On-line version ISSN 1519-7654

ComCiência  no.129 Campinas  2011

 

REPORTAGEM

 

FAPs incrementam pesquisa e inovação e se unem em parcerias

 

 

Carolina Ramos

 

 

Os ouriços da castanha do Pará estão sendo transformados em cerâmica vegetal e gerando emprego e renda na interior amazonense. O empreendedorismo por trás disso tem sua origem na pesquisa acadêmica e foi viabilizado graças ao apoio de uma das fundações de amparo à pesquisa (FAPs) do país. Os ouriços - cuja aparência lembra a do coco e que, no seu interior, guardam as amêndoas conhecidas como castanha do Pará - são frutos da castanheira do Brasil (Berthollettia excelsa).
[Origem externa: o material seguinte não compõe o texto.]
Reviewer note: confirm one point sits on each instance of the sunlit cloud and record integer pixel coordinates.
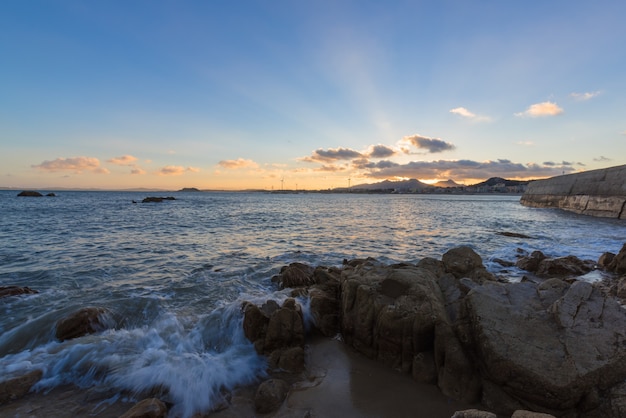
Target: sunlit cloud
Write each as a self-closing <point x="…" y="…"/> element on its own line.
<point x="238" y="163"/>
<point x="602" y="159"/>
<point x="461" y="111"/>
<point x="75" y="164"/>
<point x="331" y="154"/>
<point x="431" y="145"/>
<point x="138" y="171"/>
<point x="175" y="170"/>
<point x="541" y="109"/>
<point x="123" y="160"/>
<point x="380" y="151"/>
<point x="464" y="169"/>
<point x="584" y="96"/>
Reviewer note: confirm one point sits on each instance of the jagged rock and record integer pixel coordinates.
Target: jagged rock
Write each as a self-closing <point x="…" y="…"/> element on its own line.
<point x="16" y="387"/>
<point x="618" y="263"/>
<point x="82" y="322"/>
<point x="532" y="345"/>
<point x="473" y="413"/>
<point x="147" y="408"/>
<point x="295" y="275"/>
<point x="520" y="413"/>
<point x="6" y="291"/>
<point x="270" y="395"/>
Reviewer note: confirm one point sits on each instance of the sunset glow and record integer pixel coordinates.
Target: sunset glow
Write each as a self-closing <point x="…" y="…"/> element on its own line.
<point x="314" y="95"/>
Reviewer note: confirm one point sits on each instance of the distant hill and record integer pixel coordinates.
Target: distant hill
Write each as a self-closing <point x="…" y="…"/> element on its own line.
<point x="411" y="184"/>
<point x="494" y="181"/>
<point x="446" y="183"/>
<point x="416" y="185"/>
Com seus quase 50 metros de altura, essa árvore ganha apropriadamente o título de uma das maiores da Amazônia. Do chão das florestas onde são encontrados em abundância, os ouriços são colhidos para serem triturados e transformados em pastilhas que, por sua vez, formam peças apropriadas especialmente para revestir e decorar ambientes internos.

Esse uso para o ouriço foi descoberto a partir da pesquisa que o engenheiro agrônomo Aguimar Vasconcelos Simões desenvolveu em seu mestrado em sistemas agroflorestais. O estudo consistiu no teste da adoção de práticas de manejo da castanha por parte dos extrativistas, de forma a evitar a contaminação das amêndoas por aflatoxina, toxina produzida por fungos do gênero Aspergillus. Se ingerida em grande quantidade, essa substância pode causar câncer no fígado humano. "A pesquisa verificou que a contaminação podia ocorrer ainda na floresta e que os ouriços concentravam a maior predominância dos fungos, que passavam para a amêndoa", explica Simões.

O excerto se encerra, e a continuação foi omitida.